Ten Mile Range-Breckenridge, CO; 1940s (SHS-P.2014.58-1)

Breckenridge sunk perilously close to ghost-town status in the middle of the 20th Century. The last dredge boat shut down in 1942 and the mines were nearly played out. Without a livelihood, people left. By 1950, population dwindled to just 296 individuals, the lowest level since 1870. The period from 1942 when gold mining ceased to 1960 when the first rumblings of the Breckenridge Ski Area were heard are referred to as the Quiet Years. How did Breckenridge survive this lonely time?

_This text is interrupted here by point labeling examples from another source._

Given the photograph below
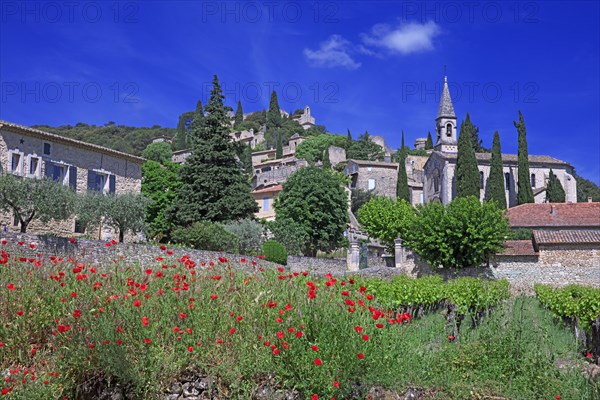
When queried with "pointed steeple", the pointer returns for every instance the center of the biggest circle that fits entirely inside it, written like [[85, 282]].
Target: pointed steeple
[[446, 109]]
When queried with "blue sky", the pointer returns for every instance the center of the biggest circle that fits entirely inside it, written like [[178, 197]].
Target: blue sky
[[375, 66]]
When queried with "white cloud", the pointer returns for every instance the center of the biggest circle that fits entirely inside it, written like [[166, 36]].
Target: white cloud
[[405, 39], [334, 52]]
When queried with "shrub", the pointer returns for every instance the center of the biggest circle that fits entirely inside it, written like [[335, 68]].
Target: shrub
[[207, 235], [250, 234], [275, 252]]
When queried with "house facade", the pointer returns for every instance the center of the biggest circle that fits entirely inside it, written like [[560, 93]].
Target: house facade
[[35, 154]]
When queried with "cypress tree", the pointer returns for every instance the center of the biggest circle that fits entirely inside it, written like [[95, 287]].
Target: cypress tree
[[239, 115], [214, 186], [279, 149], [467, 173], [524, 191], [274, 120], [554, 191], [495, 190], [402, 191], [429, 143]]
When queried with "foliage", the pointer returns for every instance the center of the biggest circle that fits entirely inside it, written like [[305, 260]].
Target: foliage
[[206, 235], [387, 219], [495, 190], [554, 191], [160, 152], [214, 186], [65, 324], [35, 199], [586, 188], [524, 191], [467, 172], [160, 183], [359, 198], [275, 252], [250, 234], [365, 149], [291, 234], [239, 116], [402, 191], [313, 148], [314, 198], [465, 233], [123, 138]]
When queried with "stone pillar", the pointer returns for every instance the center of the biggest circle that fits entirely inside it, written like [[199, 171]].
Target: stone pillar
[[353, 256], [399, 253]]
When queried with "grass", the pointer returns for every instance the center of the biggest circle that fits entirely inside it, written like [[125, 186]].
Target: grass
[[142, 326]]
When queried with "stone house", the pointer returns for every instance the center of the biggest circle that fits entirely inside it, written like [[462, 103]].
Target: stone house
[[439, 183], [34, 154]]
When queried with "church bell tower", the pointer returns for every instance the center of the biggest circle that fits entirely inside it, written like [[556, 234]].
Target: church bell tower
[[445, 123]]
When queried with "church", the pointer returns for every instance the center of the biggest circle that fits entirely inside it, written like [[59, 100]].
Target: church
[[439, 183]]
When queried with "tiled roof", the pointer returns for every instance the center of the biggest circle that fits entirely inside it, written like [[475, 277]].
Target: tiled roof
[[537, 215], [276, 188], [68, 141], [518, 248], [567, 237]]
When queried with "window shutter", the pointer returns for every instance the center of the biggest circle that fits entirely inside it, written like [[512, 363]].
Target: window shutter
[[91, 180], [111, 184], [73, 178], [48, 167]]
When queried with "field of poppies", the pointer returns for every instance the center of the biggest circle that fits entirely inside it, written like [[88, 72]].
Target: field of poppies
[[64, 322]]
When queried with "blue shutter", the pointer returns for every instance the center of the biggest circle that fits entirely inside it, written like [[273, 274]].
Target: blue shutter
[[73, 178], [91, 180], [111, 184]]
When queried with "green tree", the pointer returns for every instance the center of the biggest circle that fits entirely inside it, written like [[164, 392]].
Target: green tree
[[386, 219], [274, 119], [239, 116], [35, 199], [429, 142], [402, 190], [365, 149], [467, 173], [214, 186], [160, 183], [555, 193], [495, 190], [465, 233], [160, 152], [313, 198], [279, 148], [524, 191]]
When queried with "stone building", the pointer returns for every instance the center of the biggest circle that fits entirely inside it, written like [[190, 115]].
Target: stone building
[[34, 154], [439, 183]]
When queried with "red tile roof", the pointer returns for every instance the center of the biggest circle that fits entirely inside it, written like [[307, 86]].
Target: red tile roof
[[276, 188], [518, 248], [567, 237], [559, 215]]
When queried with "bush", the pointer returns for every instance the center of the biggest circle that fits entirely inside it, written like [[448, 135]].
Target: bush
[[250, 234], [275, 252], [207, 235]]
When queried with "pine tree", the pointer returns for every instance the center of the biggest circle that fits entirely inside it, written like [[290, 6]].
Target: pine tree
[[429, 143], [279, 149], [554, 191], [495, 190], [214, 186], [274, 120], [402, 191], [524, 191], [467, 173], [239, 115]]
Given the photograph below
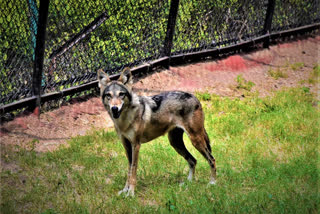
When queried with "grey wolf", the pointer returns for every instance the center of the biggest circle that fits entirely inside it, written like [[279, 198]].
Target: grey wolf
[[140, 119]]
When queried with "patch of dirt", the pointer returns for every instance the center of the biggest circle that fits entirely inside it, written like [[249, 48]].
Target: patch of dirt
[[54, 128]]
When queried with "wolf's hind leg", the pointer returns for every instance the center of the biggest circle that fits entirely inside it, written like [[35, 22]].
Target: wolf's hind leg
[[201, 142], [176, 141]]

When the War Production Board Limitations Order 208 shut down non-essential minerals mining in October 1942, quiet descended on Breckenridge, both literally and figuratively. Previously, the dredge boats were allowed to chew their way through downtown during the Great Depression, because town fathers hoped the dredges would provide jobs. When the U.S. Government order ended gold mining, the noisy dredge boats ended their fifty-year reign of racket in Breckenridge. The ensuing silence was a portent of a quiet future for the community.

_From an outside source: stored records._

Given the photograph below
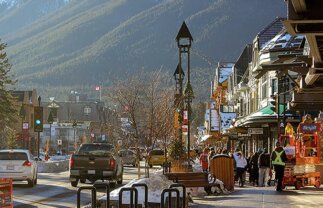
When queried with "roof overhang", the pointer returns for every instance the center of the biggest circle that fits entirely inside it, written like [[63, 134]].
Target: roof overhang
[[307, 99]]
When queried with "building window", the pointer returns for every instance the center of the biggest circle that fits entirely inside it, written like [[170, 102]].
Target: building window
[[274, 85], [264, 86]]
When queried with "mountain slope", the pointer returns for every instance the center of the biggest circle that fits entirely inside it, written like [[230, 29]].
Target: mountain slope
[[87, 42]]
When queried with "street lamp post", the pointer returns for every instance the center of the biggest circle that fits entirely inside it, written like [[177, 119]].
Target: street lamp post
[[22, 114], [189, 95], [184, 41], [74, 126], [50, 120], [38, 141], [179, 77]]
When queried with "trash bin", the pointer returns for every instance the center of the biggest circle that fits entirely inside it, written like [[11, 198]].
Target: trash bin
[[222, 167]]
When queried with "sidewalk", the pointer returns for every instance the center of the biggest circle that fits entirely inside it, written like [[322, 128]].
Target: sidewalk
[[250, 196]]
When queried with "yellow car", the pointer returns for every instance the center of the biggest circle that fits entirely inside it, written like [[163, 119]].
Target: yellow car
[[156, 157]]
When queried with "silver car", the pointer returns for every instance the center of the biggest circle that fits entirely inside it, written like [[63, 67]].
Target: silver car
[[19, 165]]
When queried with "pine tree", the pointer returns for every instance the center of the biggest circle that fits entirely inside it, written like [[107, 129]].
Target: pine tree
[[8, 108]]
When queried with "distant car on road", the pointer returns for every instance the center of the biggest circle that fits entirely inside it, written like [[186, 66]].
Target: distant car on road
[[18, 164], [128, 157], [156, 157], [95, 161], [140, 150]]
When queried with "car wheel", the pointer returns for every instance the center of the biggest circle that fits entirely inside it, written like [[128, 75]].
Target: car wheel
[[74, 183], [119, 181], [35, 180], [30, 182]]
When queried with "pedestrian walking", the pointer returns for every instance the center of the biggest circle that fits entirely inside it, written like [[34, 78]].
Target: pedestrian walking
[[241, 164], [278, 159], [204, 159], [254, 168], [264, 167]]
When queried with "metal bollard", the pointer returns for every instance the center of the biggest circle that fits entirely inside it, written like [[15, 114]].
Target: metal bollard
[[131, 190], [184, 191], [107, 188], [169, 191], [93, 194], [146, 191]]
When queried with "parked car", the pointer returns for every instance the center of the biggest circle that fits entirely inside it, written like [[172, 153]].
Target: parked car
[[156, 157], [18, 164], [128, 157], [139, 150], [95, 161]]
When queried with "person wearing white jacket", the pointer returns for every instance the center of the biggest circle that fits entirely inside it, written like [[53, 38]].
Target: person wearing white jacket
[[241, 164]]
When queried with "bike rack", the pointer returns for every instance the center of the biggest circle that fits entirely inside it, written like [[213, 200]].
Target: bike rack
[[131, 190], [107, 188], [184, 191], [93, 194], [169, 191], [146, 191]]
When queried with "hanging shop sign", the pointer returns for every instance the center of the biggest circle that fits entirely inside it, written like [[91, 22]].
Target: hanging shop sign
[[255, 130], [309, 128]]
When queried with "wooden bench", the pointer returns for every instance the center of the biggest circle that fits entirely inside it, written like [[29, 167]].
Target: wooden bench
[[196, 179]]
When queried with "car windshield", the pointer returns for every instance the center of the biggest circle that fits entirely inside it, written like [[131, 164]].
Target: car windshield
[[156, 152], [13, 156], [96, 149]]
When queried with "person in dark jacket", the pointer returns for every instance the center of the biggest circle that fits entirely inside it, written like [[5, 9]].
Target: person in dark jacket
[[264, 167], [278, 159], [254, 168]]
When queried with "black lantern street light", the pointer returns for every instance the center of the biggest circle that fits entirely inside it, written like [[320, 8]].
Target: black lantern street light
[[74, 128], [189, 95], [22, 115], [184, 41], [179, 77]]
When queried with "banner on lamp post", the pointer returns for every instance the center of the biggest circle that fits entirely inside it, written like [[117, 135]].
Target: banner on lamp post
[[184, 129], [185, 117]]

Tonopah No. 1 dredge boat on the Blue River north of Breckenridge, CO (BHA.2016.1.42)

The government shut-down was resented. Breckenridge survived the Depression better than many places because of gold. Throughout the 1930s, many area mines continued to operate and the dredge boats offered jobs. Without gold mining, there was little else to sustain Breckenridge. The population fell precipitously.

Breckenridge was listed in one of the earliest ghost town guide books, Muriel Sibell Wolle’s definitive Stampede to Timberline, first published in 1949. And while its listing was qualified as “partly ghost,” Breckenridge felt the sting of its declining fortunes recounted by an art teacher from Boulder who painted the abandoned buildings as such wobbly affairs they might fall down at any minute. Just a decade later, Perry Eberhart included Breckenridge in his popular Guide to the Colorado Ghost Towns.

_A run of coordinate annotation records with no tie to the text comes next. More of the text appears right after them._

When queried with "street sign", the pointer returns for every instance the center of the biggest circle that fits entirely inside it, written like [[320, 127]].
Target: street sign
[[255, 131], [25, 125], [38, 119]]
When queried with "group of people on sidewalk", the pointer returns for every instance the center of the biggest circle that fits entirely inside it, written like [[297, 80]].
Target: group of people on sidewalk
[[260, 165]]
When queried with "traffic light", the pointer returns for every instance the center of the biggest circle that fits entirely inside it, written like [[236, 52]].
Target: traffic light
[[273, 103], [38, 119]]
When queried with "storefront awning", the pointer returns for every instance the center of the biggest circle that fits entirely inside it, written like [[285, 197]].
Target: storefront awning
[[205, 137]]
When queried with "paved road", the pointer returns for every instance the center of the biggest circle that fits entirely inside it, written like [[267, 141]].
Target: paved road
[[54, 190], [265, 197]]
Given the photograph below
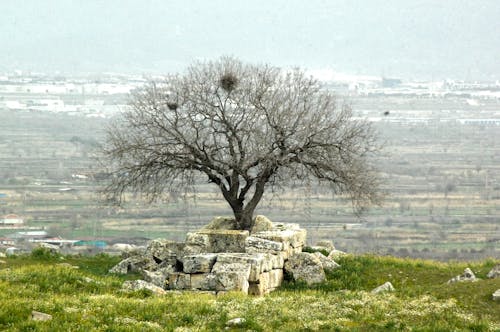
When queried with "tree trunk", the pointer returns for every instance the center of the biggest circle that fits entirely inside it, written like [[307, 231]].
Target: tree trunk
[[244, 218]]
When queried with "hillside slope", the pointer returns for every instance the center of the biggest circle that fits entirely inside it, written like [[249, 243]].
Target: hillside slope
[[88, 299]]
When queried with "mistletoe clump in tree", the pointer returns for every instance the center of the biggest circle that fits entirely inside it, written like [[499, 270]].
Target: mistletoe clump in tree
[[246, 128]]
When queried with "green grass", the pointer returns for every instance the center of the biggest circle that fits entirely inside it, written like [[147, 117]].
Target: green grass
[[88, 299]]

From both of these guidebooks, we gain a peek into life in Breckenridge in the mid-century. A local gave Wolle a tour of the Silverthorn Hotel, one of the first and finest establishments in Breckenridge. The contents were thickly coated with dust and the drapes musty. The remaining dredge boat was floating in a sluggish pool. She wrote that the “entire country around Breckenridge was piled with gravel dumps,” the rock tailings left by the dredge boats. Eberhart noted that the Silverthorn Hotel was still standing but vacant. It was torn down in 1957 after surviving nearly a hundred years.

Sign on the former Silverthorn Hotel - Breckenridge, CO; 1950s (BHA.2015.1.64)

But Breckenridge persisted. It wasn’t a ghost town. It had a school, the County Courthouse, a grocery, and three gas stations. These enterprises kept Breckenridge going. There were a few jobs at the County. In a time before term limits, the job of County Assessor or Clerk were held, in some cases, for decades. Married couples commonly enjoyed precious employment together in the Courthouse. Frank Brown served as both Mayor of Breckenridge and County Assessor, with wife Theta his deputy. Helen and Ted Fletcher, Sr., also worked together in the Courthouse building.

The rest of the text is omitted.